The one museum I wanted to visit in Oslo. To see the sketches and paintings of Edvard Munch. He sketched a lot of stuff, but I'm not interested in his landscapes. I like his skulls and interpretation of man and his angst, the inner layers of the soul, so to speak. Symbolism at its best. As a teenager, I was probably drawn to the tangible depiction of his inner anguish, although our angst weren't shared and stemmed from different sources and life experiences.

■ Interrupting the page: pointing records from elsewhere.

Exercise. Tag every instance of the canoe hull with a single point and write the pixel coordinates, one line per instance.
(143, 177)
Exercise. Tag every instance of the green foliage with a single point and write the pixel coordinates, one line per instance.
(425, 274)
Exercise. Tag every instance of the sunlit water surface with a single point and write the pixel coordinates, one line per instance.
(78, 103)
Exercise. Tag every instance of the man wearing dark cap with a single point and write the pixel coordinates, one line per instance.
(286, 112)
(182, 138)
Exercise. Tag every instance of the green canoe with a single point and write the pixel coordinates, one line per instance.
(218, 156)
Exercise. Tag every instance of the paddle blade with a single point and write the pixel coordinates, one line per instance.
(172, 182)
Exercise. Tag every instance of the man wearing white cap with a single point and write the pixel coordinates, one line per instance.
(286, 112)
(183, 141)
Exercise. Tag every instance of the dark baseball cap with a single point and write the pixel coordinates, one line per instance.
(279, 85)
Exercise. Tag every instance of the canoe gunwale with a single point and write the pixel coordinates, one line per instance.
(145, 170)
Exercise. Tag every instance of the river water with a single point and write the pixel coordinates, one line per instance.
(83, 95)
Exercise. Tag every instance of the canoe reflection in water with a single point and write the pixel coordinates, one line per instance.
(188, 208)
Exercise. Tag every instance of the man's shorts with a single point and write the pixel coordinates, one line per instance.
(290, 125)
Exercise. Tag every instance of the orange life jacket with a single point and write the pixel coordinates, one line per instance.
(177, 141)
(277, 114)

I wasn't just here for that one painting. You know it. 'The Scream'. It exists as four versions- two pastels (1893, 1895) and two paintings (1893, 1910), not including the numerous lithographs made. Oslo's National Gallery holds the 1893 version and Munchmuseet holds the 1910. Munchmuseet's current exhibition partners Naturhistorisk Museum. It's themed 'Gjennom Naturen' ('Through Nature'), with nine chapters making up the gallery space. The museum didn't allow photos to be taken of their version of 'The Scream'. The 1910 version marked the first chapter of the exhibition; the first chapter was titled 'Human Beings and Evolution'. The painting was placed next to the most complete and oldest known fossil of a primate, 'Ida'. They sat so close that one would have thought they were somehow interlinked. In this current exhibition, they are. The curators wish visitors to explore the links between Munch's art and natural history.
Munchmuseet is small, for now. It's slated to move downtown to the waterfront. It is afterall one whole building dedicated to one person, albeit a renowned artist. That's precisely why I want to visit it now. There weren't many visitors on a week day and I could linger in front of favorite paintings as much as I wanted. Stood a long while contemplating 'Vampyr II'. Apparently Edvard Munch didn't intend for this painting to be interpreted that way. He orignally titled it 'Love and Pain', and stressed that it was simply an illustration of a woman kissing a man on the neck. Many interpretations and theories put forth about it, but the artist remained ambiguous about the significance. Whatever it is, the piece is arresting and intriguing, at least to me.